Selamatkan Hutan Papua!

Dua laki OAP © Richard Mahuze Masyarakat Mahuze melakukan acara adat demi pelindungan hutan Di kabupaten Merauke masyarakat Mahuze melindungi hutan dengan ritual adat (© A. Amo)

Presiden Indonesia Joko Widodo pada saat memasuki jabatannya di tahun 2014 berjanji untuk melindungi hutan dan memperhatikan hak-hak masyarakat adat. Nyatanya untuk proyek MIFEE dan Food Estate dibabat jutaan hektar hutan hujan di Papua dan tanah masyarakat adat guna lahan agraria. Tolong Anda ingatkan Presiden Jokowi akan janjinya.

Berita & update seruan

Kepada: Babak Joko Widodo, Presiden Republik Indonesia

“Perkebunan raksasa di Papua? Jangan! Selamatkan hutan Papua dan masyarakat adat!”

Membaca surat

Di Merauke dalam 3 tahun terakhir dibangun persawahan seluas 1,2 juta hektar dan dikelola dengan tehnik industri agraria yang termodern. „Merauke harus jadi lumbung padi. Tidak hanya bagi Indonesia tapi juga bagi dunia“, demikian Jokowi dan katanya lagi: „Disini kami masih mempunyai jutaan hektar.“ Dalam jangka menengah, tutur Presiden, bahkan bisa diperhitungkan sebesar 4,6 juta hektar bagi persawahan.

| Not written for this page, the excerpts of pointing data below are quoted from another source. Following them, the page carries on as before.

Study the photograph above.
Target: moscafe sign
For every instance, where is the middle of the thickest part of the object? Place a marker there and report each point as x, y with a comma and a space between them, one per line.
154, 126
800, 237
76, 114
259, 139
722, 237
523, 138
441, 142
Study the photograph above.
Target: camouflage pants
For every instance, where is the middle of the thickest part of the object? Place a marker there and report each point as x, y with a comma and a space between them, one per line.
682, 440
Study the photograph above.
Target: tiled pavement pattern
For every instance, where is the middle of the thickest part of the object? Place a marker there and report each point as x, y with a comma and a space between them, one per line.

Yang tidak Jokowi katakan adalah: Dengan demikian Merauke akan tenggelam dalam ladang persawahan. Yang berarti hancurnya ekosistim hutan hujan dan hutan tropis, hutan rawa, sabana dan hutan bakau, serta hilangnya budaya dan kehidupan sekitar 70.000 masyarakat adat Malind yang tinggal terpencar di hutan-hutan. Disana mereka menanam sagu dan mengolah ladang yang kecil.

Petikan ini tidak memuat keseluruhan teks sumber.